Archis's Blog

September 1, 2011

On code reuse and maintainability

Filed under: Science, Technology — Tags: , , , — archisgore @ 12:32 am

A wise man once said, “Any procedural program, given a sufficient level of complexity, will end up implementing some form of Lisp.” (If you can’t find a paraphrase of that quote, then attribute it to me – but I’m pretty sure I read it somewhere 10 years ago.)

Today, we continue on the rant against frameworks, and look into code reuse and maintainability. Unlike regular posts, this is one area I’m not too sure about, and would love comments or counter-examples. Spare no punches!

What is reuse exactly? Syntax or semantics?

Let’s start with an example. Given a procedural language, I write a framework to do the following. Instead of the coding having to decide at coding-time what operation they want to do on a float, they can delegate it to my run-time operation-definition framework that allows data-driven dynamically loaded operations.
1. The code itself will look like this:
y = f(x)
2. The executable will add a configuration file for my framework that says:
<define function=”f” definition=”System.Math.Sin”/>

This one raises a lot of questions that I want to ask, but for now, I’d like to know, would you call this code reuse? I can certainly make great arguments for this style of coding (keep quiet functional-programmers, this one’s for someone who _has_ chosen a procedural language.) It allows me to change the definition of ‘f’ at runtime. I don’t have to worry if tomorrow my computation changes, because a simple config-change will make my code work for Cos, or Tan or whatever else the user needs. I can replace the definition of “Sin” to use a different implementation whenever I choose.
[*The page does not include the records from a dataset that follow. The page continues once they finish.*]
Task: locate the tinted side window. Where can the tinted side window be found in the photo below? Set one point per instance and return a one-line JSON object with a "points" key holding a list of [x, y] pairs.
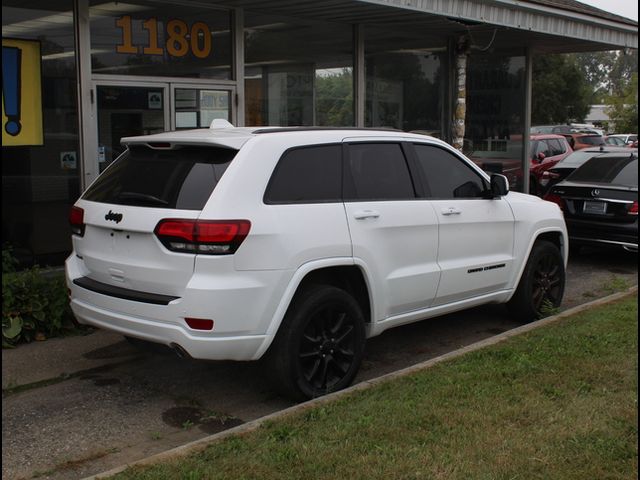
{"points": [[307, 175], [446, 175], [556, 147], [181, 178], [617, 170], [378, 171]]}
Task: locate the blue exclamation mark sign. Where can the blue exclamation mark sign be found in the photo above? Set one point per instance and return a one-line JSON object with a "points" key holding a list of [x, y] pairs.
{"points": [[11, 72]]}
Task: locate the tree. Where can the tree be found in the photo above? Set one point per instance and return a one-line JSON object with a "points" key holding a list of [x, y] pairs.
{"points": [[623, 108], [560, 91]]}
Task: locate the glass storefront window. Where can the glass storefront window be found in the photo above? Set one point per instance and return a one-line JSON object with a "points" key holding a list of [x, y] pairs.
{"points": [[494, 131], [404, 80], [40, 158], [298, 73], [151, 38], [197, 108]]}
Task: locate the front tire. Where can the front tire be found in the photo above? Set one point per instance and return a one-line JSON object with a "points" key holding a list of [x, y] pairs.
{"points": [[320, 344], [541, 286]]}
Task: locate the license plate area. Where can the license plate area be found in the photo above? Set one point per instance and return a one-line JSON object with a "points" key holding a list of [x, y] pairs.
{"points": [[595, 208]]}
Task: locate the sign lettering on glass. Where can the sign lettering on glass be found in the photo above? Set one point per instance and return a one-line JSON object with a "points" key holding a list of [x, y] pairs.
{"points": [[182, 38]]}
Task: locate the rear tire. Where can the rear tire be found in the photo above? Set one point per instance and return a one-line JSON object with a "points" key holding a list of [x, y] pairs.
{"points": [[541, 286], [320, 344]]}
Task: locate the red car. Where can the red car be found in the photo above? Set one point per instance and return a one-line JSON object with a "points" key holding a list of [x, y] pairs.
{"points": [[584, 140], [545, 150]]}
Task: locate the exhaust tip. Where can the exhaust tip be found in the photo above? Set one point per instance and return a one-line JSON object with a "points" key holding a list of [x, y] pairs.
{"points": [[181, 352]]}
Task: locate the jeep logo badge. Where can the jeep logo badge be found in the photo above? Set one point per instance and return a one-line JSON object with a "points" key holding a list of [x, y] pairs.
{"points": [[113, 217]]}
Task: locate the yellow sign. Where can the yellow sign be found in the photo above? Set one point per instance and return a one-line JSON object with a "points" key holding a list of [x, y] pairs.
{"points": [[21, 93]]}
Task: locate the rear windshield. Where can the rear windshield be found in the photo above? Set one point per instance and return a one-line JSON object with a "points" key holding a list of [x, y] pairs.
{"points": [[592, 140], [614, 170], [182, 178]]}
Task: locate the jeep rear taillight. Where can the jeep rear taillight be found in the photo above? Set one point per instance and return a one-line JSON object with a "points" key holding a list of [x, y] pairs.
{"points": [[76, 221], [210, 237]]}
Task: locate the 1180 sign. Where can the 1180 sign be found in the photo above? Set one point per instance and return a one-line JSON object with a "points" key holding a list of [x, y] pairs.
{"points": [[181, 38]]}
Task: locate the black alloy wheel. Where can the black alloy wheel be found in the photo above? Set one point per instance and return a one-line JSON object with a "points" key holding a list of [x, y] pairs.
{"points": [[320, 344], [327, 349], [548, 282], [541, 286]]}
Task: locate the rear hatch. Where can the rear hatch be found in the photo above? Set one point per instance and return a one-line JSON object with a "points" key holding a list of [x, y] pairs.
{"points": [[123, 207]]}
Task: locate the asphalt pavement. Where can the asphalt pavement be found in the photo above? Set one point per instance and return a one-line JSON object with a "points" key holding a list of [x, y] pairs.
{"points": [[80, 405]]}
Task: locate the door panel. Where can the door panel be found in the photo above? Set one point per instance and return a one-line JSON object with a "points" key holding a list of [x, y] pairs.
{"points": [[398, 241], [394, 233], [475, 247]]}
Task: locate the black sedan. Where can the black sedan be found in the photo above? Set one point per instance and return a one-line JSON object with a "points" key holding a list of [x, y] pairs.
{"points": [[564, 167], [600, 201]]}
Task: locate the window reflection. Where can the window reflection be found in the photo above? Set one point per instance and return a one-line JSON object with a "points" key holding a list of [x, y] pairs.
{"points": [[404, 80], [495, 115], [297, 73]]}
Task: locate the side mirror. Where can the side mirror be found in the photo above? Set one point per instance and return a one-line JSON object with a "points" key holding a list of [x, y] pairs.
{"points": [[499, 185]]}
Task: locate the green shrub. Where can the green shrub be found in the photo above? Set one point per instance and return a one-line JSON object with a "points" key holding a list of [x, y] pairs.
{"points": [[35, 305]]}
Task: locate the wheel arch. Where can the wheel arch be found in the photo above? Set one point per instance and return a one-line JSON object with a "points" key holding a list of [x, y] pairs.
{"points": [[341, 273], [554, 236]]}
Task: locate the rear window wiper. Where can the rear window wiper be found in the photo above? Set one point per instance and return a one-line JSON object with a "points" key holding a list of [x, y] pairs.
{"points": [[144, 197]]}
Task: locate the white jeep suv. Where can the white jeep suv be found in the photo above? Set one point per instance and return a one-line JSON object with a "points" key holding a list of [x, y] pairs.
{"points": [[297, 244]]}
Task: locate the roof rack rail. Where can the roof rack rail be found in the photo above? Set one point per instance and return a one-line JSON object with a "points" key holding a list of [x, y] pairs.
{"points": [[305, 129]]}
For me personally, this is bullshit! It’s the worst kind of code I would ever had the displeasure of dealing with. Only the last argument made any sense, and there are ways around that. It is the most irresponsible style of coding too – the programmer, instead of taking responsibility for ensuring correctness of code, delegates every function out of their own scope. If you really want to do that, use a functional language already! People have been advocating them for over four decades now, and this is exactly the reason why! Stop contaminating my procedural code with a smarty-pants half-assed implementation of something for which robust implementations exist already. You can replace your code at runtime and any interpretor worth its two cents has a decent JITer. Semantically, what would be the difference in sending the interpretor a new file to interpret, versus changing configuration for a running program? y=f(x) is certainly not going to have bugs (and can be tested easily.) Your probable bugs are going to be inside ‘f’ anyway. So while your core ‘executable’ can be assured of being stable, it’s a false perception.

The problem with this snippet, functional language or not, is that instead of ensuring correctness, it actually reduces it.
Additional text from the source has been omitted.